A China, por sua vez, parece contente em desviar o olhar das alegadas violações dos direitos humanos por parte do Taleban. Na sua declaração inaugural aos talibãs, o Sr. Zhao enfatizou que a China não tem intenções de interferir nos assuntos internos do Afeganistão e “respeita totalmente a independência, a integridade territorial e a tomada de decisões do Afeganistão”. Ironicamente, porém, alguns dos grupos que ameaçam os interesses da China no Afeganistão, incluindo o Estado Islâmico-Khorasan (EI-K) e os insurgentes uigures do Movimento Islâmico do Turquestão Oriental, mantêm fortes laços com o Taleban, apesar das tentativas de Beijing de fazer com que o grupo rompa relações com eles.

Mas a política afegã de Beijing não é altruísta. A China está ansiosa não só por explorar a paisagem rica em minerais da região, mas também por estabelecer o seu domínio na hierarquia geopolítica, criando uma dependência de países politicamente fracos e voláteis em relação a si mesma.

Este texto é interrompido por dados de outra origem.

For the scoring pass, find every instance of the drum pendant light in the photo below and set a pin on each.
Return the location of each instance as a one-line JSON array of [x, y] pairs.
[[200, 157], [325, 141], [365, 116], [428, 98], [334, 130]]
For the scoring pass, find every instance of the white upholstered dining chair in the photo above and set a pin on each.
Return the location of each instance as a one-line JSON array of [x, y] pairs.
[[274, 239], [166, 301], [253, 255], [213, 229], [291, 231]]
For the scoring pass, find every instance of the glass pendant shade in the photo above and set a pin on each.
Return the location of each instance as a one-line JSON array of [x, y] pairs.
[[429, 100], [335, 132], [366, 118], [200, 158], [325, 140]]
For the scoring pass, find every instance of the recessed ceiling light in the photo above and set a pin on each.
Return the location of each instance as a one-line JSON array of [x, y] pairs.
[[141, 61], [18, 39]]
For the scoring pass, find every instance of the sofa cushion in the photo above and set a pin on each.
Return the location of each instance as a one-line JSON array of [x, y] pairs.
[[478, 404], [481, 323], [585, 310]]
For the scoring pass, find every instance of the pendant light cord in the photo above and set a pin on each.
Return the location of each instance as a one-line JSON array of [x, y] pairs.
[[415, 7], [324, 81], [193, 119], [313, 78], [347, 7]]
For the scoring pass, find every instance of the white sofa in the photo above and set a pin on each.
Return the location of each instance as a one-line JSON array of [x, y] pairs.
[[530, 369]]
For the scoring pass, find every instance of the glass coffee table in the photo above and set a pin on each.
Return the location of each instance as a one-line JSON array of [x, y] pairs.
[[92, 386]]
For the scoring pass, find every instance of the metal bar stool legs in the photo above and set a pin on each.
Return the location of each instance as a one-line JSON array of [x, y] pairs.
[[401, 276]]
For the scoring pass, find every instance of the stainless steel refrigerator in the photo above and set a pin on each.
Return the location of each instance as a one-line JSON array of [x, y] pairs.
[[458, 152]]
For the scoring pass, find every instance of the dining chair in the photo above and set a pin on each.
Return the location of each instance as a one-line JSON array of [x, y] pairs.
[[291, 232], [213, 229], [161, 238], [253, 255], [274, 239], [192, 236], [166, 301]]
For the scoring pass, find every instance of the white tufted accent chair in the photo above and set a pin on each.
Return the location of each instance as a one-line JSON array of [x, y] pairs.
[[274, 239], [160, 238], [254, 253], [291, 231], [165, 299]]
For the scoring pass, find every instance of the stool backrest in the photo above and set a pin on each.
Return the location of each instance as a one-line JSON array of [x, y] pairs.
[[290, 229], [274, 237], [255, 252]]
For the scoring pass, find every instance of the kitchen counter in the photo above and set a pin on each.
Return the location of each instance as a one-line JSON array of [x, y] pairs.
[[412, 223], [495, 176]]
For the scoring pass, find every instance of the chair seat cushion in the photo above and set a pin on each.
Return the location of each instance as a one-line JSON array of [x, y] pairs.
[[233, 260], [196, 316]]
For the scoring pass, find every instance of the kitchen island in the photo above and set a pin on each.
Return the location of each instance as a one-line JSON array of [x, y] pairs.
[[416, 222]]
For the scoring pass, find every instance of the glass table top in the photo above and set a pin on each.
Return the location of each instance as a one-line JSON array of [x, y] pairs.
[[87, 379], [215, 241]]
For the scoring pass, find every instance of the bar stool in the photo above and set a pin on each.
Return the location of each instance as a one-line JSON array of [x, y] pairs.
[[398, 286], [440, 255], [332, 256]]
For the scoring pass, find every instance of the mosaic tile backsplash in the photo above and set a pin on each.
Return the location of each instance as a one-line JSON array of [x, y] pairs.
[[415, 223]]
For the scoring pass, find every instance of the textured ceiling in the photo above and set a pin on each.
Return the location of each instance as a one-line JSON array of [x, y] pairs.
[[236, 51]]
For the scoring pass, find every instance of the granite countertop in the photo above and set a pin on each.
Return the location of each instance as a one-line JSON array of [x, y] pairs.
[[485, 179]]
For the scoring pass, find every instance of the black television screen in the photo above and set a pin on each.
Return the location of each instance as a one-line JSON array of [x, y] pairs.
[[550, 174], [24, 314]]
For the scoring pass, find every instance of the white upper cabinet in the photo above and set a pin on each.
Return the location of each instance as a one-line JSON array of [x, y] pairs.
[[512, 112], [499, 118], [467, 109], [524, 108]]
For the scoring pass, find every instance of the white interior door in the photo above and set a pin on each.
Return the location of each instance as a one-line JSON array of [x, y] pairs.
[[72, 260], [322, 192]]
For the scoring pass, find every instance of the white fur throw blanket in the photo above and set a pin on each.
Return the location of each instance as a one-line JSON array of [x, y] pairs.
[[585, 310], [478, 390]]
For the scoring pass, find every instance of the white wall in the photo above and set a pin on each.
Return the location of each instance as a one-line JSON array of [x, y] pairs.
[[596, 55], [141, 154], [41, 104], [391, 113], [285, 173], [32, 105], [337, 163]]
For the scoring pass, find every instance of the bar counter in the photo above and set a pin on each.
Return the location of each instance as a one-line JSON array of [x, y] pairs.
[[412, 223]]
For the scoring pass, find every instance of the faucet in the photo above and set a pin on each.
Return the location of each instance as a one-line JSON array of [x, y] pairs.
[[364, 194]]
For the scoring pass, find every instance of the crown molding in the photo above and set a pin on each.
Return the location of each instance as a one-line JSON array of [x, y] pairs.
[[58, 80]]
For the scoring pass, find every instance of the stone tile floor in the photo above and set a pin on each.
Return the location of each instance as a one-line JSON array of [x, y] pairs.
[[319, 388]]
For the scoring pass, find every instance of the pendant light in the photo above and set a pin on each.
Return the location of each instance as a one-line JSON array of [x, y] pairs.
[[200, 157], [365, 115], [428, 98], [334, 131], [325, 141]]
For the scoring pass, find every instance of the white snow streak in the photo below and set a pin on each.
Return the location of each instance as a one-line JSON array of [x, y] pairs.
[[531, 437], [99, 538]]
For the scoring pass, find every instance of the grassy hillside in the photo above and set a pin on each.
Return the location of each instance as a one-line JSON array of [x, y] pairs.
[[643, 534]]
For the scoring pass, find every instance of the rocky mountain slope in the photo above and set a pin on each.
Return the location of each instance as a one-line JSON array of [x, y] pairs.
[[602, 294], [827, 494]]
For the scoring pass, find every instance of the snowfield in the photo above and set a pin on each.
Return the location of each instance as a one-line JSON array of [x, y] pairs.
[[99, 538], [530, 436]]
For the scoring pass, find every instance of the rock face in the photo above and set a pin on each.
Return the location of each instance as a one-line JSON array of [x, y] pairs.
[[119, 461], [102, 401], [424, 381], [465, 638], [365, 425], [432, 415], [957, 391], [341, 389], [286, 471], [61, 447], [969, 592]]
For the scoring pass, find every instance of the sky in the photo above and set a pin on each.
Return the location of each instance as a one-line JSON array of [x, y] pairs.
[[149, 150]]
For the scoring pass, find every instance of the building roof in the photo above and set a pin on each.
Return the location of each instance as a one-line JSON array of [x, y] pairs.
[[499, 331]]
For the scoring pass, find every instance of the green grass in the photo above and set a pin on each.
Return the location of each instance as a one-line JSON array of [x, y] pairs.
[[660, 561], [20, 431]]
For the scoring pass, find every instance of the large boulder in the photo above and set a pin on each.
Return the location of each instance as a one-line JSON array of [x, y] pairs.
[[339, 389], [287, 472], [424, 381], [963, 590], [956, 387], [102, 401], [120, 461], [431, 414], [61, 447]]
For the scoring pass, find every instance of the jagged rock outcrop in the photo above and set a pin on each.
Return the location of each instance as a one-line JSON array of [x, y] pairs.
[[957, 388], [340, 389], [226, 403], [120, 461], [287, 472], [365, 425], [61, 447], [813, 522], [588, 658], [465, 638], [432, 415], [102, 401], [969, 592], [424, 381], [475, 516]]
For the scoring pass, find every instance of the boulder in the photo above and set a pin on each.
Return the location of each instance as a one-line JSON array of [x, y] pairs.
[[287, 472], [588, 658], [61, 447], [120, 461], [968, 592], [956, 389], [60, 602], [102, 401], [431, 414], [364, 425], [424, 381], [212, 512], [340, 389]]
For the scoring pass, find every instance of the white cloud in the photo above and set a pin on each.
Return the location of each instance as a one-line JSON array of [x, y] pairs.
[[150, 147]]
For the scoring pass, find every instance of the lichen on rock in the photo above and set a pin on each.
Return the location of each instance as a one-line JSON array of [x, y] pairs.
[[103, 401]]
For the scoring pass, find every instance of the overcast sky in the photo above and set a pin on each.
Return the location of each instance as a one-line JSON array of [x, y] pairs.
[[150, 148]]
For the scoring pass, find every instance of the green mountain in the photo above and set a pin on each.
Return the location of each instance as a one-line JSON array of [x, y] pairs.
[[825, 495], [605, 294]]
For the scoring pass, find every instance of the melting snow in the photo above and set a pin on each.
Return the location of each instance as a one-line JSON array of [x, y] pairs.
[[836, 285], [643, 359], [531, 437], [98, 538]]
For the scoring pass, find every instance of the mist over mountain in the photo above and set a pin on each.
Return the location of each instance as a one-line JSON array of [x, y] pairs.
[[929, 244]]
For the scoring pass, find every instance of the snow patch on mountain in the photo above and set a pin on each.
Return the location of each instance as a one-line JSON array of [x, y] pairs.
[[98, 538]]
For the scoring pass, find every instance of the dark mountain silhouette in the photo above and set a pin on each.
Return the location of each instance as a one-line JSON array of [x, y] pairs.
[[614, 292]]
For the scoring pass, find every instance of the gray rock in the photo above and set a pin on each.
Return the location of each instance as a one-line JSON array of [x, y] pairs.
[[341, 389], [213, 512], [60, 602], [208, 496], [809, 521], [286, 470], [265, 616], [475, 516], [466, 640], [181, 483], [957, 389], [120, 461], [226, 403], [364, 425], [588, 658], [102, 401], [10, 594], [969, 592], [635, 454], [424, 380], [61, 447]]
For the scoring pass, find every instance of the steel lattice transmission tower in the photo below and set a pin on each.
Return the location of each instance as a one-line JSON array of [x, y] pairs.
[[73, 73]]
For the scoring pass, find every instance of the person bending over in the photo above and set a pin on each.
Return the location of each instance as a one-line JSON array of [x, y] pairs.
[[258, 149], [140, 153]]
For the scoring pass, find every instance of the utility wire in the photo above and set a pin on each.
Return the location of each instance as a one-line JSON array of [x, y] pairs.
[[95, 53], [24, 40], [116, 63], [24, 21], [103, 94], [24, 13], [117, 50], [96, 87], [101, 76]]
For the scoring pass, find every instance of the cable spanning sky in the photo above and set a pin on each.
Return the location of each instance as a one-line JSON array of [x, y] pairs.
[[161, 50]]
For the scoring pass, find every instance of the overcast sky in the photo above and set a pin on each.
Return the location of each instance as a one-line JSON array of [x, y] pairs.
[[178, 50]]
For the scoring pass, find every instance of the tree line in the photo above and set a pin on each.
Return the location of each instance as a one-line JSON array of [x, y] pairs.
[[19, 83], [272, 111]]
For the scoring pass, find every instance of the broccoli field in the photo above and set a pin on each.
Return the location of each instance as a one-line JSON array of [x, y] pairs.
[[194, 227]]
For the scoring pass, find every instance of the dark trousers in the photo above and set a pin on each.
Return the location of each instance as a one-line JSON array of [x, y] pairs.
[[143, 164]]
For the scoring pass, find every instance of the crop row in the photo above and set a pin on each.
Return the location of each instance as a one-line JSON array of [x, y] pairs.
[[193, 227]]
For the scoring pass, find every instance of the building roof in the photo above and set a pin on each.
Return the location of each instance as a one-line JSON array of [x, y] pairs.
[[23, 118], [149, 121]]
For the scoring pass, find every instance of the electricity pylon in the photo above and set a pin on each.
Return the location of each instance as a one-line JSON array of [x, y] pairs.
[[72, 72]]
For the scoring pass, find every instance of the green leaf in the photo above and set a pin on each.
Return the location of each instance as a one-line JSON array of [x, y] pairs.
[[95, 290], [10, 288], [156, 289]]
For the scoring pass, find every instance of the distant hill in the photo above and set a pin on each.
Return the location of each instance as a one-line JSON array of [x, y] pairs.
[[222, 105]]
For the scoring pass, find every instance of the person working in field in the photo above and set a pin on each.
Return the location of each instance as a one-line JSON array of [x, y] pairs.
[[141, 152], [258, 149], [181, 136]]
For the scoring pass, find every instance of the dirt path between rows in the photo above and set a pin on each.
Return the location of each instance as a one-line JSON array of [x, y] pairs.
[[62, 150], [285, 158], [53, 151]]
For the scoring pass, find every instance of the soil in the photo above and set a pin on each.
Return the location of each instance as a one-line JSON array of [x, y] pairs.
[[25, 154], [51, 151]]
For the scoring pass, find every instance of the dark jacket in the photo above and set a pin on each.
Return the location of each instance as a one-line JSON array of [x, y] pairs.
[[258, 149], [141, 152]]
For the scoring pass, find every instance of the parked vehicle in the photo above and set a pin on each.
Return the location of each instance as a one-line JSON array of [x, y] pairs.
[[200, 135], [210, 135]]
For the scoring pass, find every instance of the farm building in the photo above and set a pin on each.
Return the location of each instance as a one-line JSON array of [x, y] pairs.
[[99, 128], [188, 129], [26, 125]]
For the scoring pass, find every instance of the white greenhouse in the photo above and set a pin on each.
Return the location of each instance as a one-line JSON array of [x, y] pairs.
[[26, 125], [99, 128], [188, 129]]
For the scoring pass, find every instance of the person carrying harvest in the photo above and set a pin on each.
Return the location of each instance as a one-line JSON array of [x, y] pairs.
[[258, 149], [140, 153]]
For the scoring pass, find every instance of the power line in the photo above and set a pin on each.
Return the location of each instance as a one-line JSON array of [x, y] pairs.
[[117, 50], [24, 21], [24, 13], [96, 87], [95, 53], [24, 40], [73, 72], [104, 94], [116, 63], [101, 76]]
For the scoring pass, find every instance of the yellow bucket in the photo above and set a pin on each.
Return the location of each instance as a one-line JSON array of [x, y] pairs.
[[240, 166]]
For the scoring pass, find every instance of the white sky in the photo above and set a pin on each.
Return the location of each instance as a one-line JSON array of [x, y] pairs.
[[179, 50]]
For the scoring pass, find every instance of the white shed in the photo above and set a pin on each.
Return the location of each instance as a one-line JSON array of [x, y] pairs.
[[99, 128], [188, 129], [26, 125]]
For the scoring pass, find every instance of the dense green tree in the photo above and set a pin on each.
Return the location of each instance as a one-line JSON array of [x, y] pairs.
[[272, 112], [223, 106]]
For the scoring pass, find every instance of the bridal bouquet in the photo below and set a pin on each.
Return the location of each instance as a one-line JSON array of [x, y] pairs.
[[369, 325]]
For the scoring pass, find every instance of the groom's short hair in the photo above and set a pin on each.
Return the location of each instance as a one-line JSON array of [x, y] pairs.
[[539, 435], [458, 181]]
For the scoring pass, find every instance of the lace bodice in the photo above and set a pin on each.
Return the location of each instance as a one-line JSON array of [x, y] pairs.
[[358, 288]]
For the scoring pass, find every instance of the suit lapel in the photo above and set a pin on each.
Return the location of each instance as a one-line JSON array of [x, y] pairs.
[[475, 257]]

No entanto, este improvável namoro político poderá ter consequências de longo alcance para o Afeganistão, bem como para a estabilidade regional. As aparentes ambições neocoloniais da China solidificam o controle do país pelo Taleban, permitindo que o Afeganistão continue a ser um terreno fértil para muitos grupos terroristas que continuam a operar lá.

Poderão se passar anos até que os afegãos experimentem quaisquer benefícios reais dos investimentos da China no seu país. Entretanto, estas manobras diplomáticas proporcionam ao regime talibã alguma proteção contra as pressões internacionais, permitindo-lhe continuar a minar os direitos dos grupos vulneráveis, ao mesmo tempo que conferem à China um controle mais forte sobre os recursos regionais e o poder político. A crescente intimidade entre Beijing e o Taleban provou ser um movimento de poder mutuamente e politicamente gratificante para ambos, pelo menos até agora.